Mesenchymal stem cells (MSCs), also mentioned as mesenchymal stromal cells, are non-hematopoietic multipotent cells, chiefly found in the bone marrow (BM) that possess the ability of self-renewal and also display multilineage differentiation [6,7,8]. MSCs were identified in variety of adult and fetal/perinatal tissues, such as BM, placenta, Wharton’s jelly, adipose tissue (AD), human umbilical cord (hUC), peripheral blood, and dental pulp [9,10,11,12]. MSCs can display diverse features according to their origin; however, they must show three minimal principles defined by the International Society for Cellular Therapy . First, MSCs have plastic-adherence capability when maintained in growth culture media. Second, MSCs must have a particular cell surface antigen expression such as CD73, CD90, CD105, and lacking expression of CD45, CD34, CD14 or CD11b, CD79α or CD19 and HLA-DR. Third, these cells should have the capacity to differentiate into various mesodermal cell types (i.e., adipocytes, chondrocytes, and osteoblasts) when cultured under special conditions. Furthermore, MSCs have ability to differentiate into non-mesodermal cells, such as neuronal cells, cardiomyocytes, hepatocytes or epithelial cells [14,15,16,17]. This property of stromal cells provides advantages in tissue regeneration. MSCs own a homing ability, which can recruit into the inflammation sites and tissue repair [18,19,20,21]. Moreover, MSCs have various biological roles such as multilineage differentiation, immunosuppression, and tissue-repair development [22, 23]. Because of these benefits, MSCs have been broadly used in clinical studies [24,25,26,27,28], including spinal cord injuries, chronic obstructive pulmonary disease, renal failure, Parkinson’s disease, COVID19, and autoimmune diseases (https://clinicaltrials.gov/).
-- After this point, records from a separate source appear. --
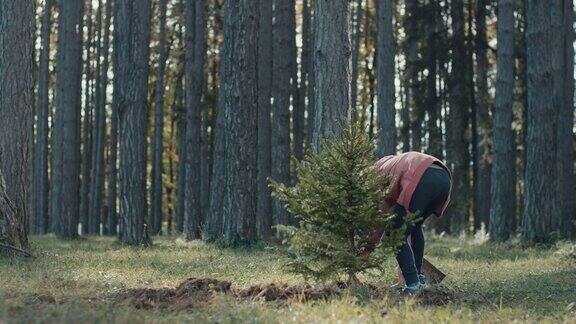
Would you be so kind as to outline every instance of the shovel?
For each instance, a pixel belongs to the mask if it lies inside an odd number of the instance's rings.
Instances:
[[[429,283],[435,285],[441,283],[442,280],[446,278],[446,274],[436,268],[432,263],[430,263],[430,261],[426,260],[426,258],[422,261],[422,273],[424,273],[424,276]],[[398,282],[401,286],[406,283],[402,272],[400,272],[400,268],[398,268]]]

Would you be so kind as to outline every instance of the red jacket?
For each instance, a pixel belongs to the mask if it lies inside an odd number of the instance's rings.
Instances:
[[[406,210],[410,208],[412,195],[422,178],[422,175],[433,163],[442,166],[450,174],[448,167],[437,158],[419,152],[407,152],[398,155],[385,156],[376,162],[376,168],[393,178],[392,194],[384,202],[384,209],[398,204]],[[450,195],[442,206],[438,206],[434,212],[442,216],[450,202]]]

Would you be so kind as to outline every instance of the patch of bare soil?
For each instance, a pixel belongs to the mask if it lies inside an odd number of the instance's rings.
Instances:
[[[210,303],[216,293],[230,292],[231,283],[211,278],[189,278],[176,288],[133,289],[124,298],[138,309],[189,309]]]
[[[388,297],[392,301],[403,300],[398,292],[380,288],[374,285],[362,285],[351,288],[344,282],[331,285],[288,285],[262,284],[243,289],[233,289],[228,281],[212,278],[190,278],[176,288],[133,289],[119,296],[121,300],[129,301],[138,309],[173,309],[185,310],[207,306],[218,295],[230,295],[238,300],[264,300],[267,302],[309,302],[316,300],[331,300],[344,294],[360,293],[368,300],[378,300]],[[442,306],[454,301],[456,296],[441,286],[427,289],[414,297],[418,303],[427,306]]]
[[[299,301],[328,300],[340,296],[345,284],[313,287],[311,285],[267,284],[241,289],[236,296],[242,299],[263,299],[265,301]]]

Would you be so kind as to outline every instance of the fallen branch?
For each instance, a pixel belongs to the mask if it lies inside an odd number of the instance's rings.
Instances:
[[[15,247],[15,246],[8,245],[8,244],[4,244],[4,243],[0,243],[0,249],[5,249],[5,250],[10,250],[10,251],[12,251],[12,252],[17,252],[17,253],[20,253],[20,254],[22,254],[23,256],[27,257],[27,258],[32,258],[32,257],[34,257],[34,256],[32,255],[32,253],[30,253],[30,252],[28,252],[28,251],[26,251],[26,250],[22,250],[22,249],[20,249],[20,248]]]

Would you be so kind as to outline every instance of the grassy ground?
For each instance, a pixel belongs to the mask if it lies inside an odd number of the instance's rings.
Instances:
[[[118,245],[110,238],[63,242],[32,237],[39,257],[0,259],[2,322],[567,322],[576,323],[576,263],[554,248],[522,250],[474,239],[435,237],[428,258],[448,273],[444,306],[414,300],[359,303],[352,297],[279,305],[218,297],[192,311],[139,310],[117,301],[130,288],[175,286],[188,277],[214,277],[235,287],[299,283],[270,250],[218,249],[179,238],[156,239],[149,249]],[[394,282],[395,270],[367,280]]]

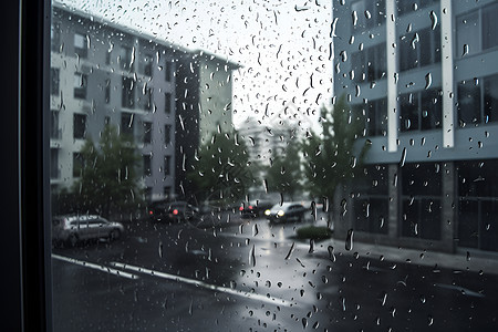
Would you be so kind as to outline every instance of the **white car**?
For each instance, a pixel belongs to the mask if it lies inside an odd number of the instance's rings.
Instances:
[[[52,242],[75,246],[79,241],[107,238],[115,240],[124,232],[120,222],[96,215],[58,216],[52,218]]]
[[[270,222],[302,221],[305,211],[307,208],[300,203],[283,203],[273,205],[264,215]]]

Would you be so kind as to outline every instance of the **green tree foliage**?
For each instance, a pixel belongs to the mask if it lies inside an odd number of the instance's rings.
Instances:
[[[105,217],[135,211],[143,193],[137,174],[141,157],[133,138],[106,125],[98,145],[87,138],[81,156],[81,176],[73,187],[80,211]]]
[[[279,191],[293,200],[302,190],[300,149],[300,143],[290,139],[286,151],[273,152],[272,164],[266,169],[269,191]]]
[[[215,134],[199,147],[187,179],[196,187],[198,199],[235,200],[252,185],[246,144],[237,132]]]
[[[355,155],[355,142],[361,137],[364,121],[351,113],[344,95],[332,110],[322,106],[320,115],[322,134],[312,132],[303,141],[304,174],[309,191],[332,201],[340,184],[361,174],[370,145],[365,144]]]

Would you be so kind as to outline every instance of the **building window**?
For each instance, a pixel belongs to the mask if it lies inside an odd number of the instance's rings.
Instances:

Multiples studies have been reported that MSCs can also transfer to the tumor stroma and contribute to tumor microenvironment formation [29,30,31]. The results of studies have demonstrated that MSCs can change the tumor microenvironment depending on the requirements of the cancer cells for tumor growth directly by releasing growth factors or increasing tumor angiogenesis [32,33,34]. On the other hand, some studies indicated that MSCs may contribute in suppressing tumor cells [35,36,37]. Nevertheless, the precise mechanisms underlying these opposite effects remain unclear. A large number of studies have been conducted to investigate MSC-derived exosomes (MSCs-Exo) and revealed that MSCs-Exo have mechanisms similar to those of MSCs, such as regeneration tissue injury, repressing inflammatory responses, tumor progress, and stimulating angiogenesis [38,39,40,41,42].
In addition, MSCs-Exo involve in the influences of MSCs on tumor progress. Multiple investigations showing the effects of MSCs-Exo on tumor progress. Therefore, it is reasonable to hypothesize that MSCs-Exo transfer crucial MSCs-related molecules that alter the physiology of target cells in a particular manner. In recent years, MSCs-Exo have shown emerging role in cell-to-cell communication in the promotion of malignancies and cancers.
In this review, first we will describe the exosome’s biogenesis and component. Then we will highlight the effects of MSCs-Exo on breast cancer cell growth and progression.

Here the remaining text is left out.